UK Anti-Doping Agency Hit By Cyber Attack

Recently, the UK’s anti-doping agency was targeted by an attack attempting to access drug testing and medical records for athletes. A Russian hacking group is believed to be responsible, as the attack comes not long after a doping scandal that affected several Russian athletes. Fortunately, the anti-doping agency has confirmed that no data was compromised in the attack and a simple reboot of their servers was all the remediation necessary.

Facebook Boosting Bounty Hunter Program After Data Handling Debacle

Following the latest scandal regarding the misuse of user data by third-party apps, Facebook has begun a complete overhaul of their bug bounty hunter program. In addition, they are reworking the company’s app review system to better determine permissions needed by apps that request access to a user’s friends list. Finally, any apps running on the Facebook platform that have been found to misuse customer data will be permanently blocked from accessing the development platform.

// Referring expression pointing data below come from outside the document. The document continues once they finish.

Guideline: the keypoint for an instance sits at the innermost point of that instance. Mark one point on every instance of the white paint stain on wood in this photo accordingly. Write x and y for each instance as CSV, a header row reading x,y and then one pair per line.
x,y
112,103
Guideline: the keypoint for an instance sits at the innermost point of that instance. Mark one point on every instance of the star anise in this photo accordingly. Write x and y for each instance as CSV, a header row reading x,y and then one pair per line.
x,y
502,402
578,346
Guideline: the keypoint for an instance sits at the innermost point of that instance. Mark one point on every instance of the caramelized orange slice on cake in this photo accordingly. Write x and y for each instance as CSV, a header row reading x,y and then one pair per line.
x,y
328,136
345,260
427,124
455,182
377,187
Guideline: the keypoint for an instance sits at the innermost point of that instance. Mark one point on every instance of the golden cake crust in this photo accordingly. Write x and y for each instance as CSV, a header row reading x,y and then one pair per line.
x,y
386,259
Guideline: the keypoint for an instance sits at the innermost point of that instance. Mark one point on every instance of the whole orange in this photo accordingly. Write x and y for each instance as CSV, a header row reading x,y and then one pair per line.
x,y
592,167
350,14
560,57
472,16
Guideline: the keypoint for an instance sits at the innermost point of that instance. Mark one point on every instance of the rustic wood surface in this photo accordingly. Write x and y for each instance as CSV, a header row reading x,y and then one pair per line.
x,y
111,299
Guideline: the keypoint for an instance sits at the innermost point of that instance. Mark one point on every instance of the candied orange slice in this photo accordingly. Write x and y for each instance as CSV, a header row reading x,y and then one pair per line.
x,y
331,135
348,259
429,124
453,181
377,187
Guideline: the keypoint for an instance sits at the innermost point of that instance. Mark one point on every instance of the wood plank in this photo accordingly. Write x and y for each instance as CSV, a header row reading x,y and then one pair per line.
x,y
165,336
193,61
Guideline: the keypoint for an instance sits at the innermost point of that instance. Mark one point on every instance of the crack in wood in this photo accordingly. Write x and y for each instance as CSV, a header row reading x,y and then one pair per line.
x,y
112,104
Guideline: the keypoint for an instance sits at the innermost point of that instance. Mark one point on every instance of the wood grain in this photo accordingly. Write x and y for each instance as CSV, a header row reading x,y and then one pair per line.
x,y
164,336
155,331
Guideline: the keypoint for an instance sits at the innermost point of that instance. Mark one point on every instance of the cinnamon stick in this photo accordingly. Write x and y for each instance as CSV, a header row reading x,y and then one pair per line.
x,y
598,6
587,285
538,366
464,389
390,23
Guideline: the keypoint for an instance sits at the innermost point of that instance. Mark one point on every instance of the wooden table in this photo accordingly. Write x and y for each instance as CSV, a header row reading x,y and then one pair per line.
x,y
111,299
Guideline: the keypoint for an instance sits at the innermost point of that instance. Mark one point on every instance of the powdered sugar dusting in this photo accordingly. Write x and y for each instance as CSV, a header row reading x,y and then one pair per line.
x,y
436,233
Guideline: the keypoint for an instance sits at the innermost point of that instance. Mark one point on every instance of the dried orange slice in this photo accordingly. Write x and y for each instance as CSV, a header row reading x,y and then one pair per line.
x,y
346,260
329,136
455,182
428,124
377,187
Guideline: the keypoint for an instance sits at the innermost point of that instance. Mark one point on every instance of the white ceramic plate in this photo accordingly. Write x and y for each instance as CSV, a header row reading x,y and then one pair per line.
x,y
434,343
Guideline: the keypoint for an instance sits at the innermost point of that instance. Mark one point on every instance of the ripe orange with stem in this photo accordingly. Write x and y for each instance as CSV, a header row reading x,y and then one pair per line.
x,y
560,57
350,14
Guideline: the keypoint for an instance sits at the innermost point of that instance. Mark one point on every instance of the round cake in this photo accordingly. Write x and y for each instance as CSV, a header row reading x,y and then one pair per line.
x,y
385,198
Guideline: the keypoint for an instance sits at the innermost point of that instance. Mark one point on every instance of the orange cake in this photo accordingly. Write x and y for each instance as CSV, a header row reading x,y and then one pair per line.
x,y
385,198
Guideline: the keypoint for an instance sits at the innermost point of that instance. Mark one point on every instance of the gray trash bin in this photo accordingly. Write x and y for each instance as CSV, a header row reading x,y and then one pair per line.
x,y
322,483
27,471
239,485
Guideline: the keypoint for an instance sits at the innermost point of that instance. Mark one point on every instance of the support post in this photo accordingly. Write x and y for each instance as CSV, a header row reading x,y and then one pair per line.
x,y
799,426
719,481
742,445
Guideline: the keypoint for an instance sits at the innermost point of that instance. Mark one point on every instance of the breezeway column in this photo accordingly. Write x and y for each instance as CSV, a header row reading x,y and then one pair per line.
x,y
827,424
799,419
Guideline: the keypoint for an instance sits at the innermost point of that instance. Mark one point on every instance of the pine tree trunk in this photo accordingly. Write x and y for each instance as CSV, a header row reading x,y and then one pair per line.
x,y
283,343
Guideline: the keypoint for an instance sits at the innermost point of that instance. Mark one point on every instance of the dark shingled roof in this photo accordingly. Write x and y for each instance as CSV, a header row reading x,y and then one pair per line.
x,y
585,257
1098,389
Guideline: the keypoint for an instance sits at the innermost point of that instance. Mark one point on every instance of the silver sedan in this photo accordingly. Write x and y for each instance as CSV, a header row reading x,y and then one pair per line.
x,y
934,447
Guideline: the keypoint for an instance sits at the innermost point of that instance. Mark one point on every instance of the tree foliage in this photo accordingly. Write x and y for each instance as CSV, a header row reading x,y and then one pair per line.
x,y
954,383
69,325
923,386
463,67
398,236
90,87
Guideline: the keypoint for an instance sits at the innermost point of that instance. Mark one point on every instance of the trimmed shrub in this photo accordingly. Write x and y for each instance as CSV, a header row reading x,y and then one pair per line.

Sanny Malware Receives Multi-Step Delivery System

While Sanny has been well known and documented for several years, a new update has completely changed the delivery method of the malware. By portioning out the steps in the attack, rather than deploying everything in one drop, Sanny is capable of bypassing any UAC prompts and making multiple checks for the operating system version. Once the malicious macro is launched from within the email attachment, it checks for the specific OS and begins downloading additional files to bypass any OS security checks and executes its final payload.